The Rock’s remake, while similarly gritty and harking back to a Seventies style of raw authenticity (particularly during its fight scenes), ultimately suffers from being a little too by-the-numbers for its own good.

Too much of its content seems to have come from the type of revenge flicks that helped to make Steven Seagal, Sylvester Stallone and Arnie famous, thereby squandering the potential for The Rock to demonstrate any great acting ability, and falling some way short of its expectations.

The paper-thin characterisation doesn’t help. Knoxville is pure comedy value, and does far better than his screen-time warrants, but McDonagh is a particularly bland central villain, while Ashley Scott, as Vaughn’s love-interest, exists purely to get her top off and add some needless titillation.

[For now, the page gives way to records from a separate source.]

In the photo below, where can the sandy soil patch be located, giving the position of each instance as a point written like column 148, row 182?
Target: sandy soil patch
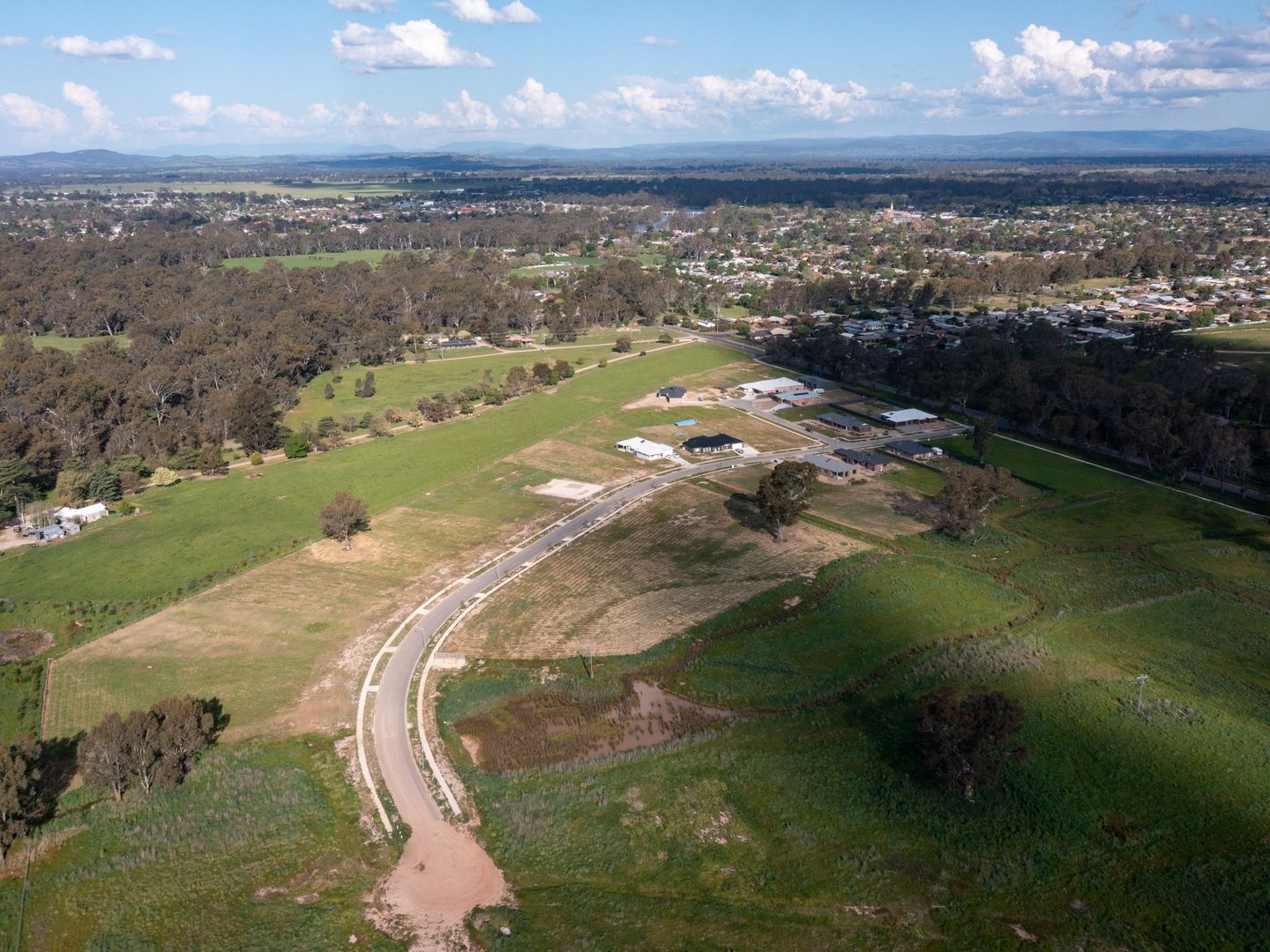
column 25, row 643
column 566, row 489
column 442, row 876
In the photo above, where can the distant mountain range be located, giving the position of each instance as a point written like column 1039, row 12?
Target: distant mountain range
column 482, row 153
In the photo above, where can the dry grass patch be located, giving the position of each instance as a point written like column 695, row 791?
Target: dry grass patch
column 678, row 557
column 285, row 646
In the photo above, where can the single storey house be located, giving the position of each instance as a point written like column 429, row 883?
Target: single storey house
column 718, row 443
column 873, row 462
column 646, row 449
column 86, row 514
column 832, row 466
column 909, row 418
column 842, row 421
column 800, row 398
column 915, row 450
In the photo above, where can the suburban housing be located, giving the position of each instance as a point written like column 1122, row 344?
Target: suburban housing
column 873, row 462
column 646, row 449
column 908, row 418
column 915, row 450
column 767, row 387
column 842, row 421
column 718, row 443
column 832, row 466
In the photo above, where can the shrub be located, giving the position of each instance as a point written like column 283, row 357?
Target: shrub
column 164, row 476
column 184, row 458
column 296, row 446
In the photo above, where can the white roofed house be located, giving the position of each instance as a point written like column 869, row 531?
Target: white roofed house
column 86, row 514
column 646, row 449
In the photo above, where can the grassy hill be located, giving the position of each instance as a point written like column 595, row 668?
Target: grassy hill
column 808, row 822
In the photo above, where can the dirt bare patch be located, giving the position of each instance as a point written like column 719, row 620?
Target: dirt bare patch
column 553, row 727
column 25, row 643
column 566, row 489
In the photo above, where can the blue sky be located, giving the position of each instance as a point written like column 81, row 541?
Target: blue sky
column 419, row 72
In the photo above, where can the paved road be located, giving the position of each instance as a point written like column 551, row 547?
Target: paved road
column 392, row 747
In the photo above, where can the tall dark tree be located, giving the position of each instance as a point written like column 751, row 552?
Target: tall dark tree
column 982, row 437
column 254, row 418
column 967, row 741
column 103, row 756
column 20, row 807
column 344, row 517
column 784, row 494
column 968, row 496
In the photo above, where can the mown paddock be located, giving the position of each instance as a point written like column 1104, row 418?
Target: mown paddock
column 72, row 346
column 403, row 383
column 879, row 504
column 1122, row 829
column 681, row 556
column 285, row 645
column 323, row 259
column 121, row 569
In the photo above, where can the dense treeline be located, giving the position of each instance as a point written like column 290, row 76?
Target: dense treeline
column 1160, row 398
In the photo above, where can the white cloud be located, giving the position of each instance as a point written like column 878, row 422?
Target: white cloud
column 97, row 115
column 130, row 48
column 31, row 115
column 469, row 113
column 195, row 109
column 533, row 107
column 363, row 5
column 794, row 92
column 400, row 46
column 482, row 11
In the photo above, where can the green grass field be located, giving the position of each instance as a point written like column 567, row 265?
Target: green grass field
column 1236, row 337
column 72, row 346
column 811, row 822
column 317, row 260
column 401, row 385
column 198, row 533
column 295, row 190
column 258, row 848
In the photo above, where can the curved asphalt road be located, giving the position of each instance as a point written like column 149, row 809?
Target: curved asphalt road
column 392, row 747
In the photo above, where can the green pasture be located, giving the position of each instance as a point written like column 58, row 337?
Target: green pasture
column 72, row 346
column 192, row 534
column 808, row 822
column 260, row 841
column 403, row 383
column 329, row 259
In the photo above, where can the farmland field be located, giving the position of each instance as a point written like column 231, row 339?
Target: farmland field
column 315, row 260
column 260, row 839
column 681, row 556
column 72, row 346
column 122, row 569
column 1236, row 337
column 401, row 385
column 807, row 819
column 296, row 190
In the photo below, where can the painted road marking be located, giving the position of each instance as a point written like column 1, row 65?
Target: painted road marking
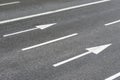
column 95, row 50
column 111, row 23
column 37, row 27
column 48, row 42
column 51, row 12
column 10, row 3
column 114, row 76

The fight scenes are well orchestrated and necessarily tough, but even they conclude far too quickly - almost as though the director couldn’t wait to shout ‘cut’.

Fans of movies such as Patrick Swayze’s Roadhouse and Seagal’s Marked For Death may find some guilty pleasures in its content, while it does possess the feel of a diverting Saturday night no-brainer, but, for many, this will represent a huge waste of potential - both for The Rock and the movie itself.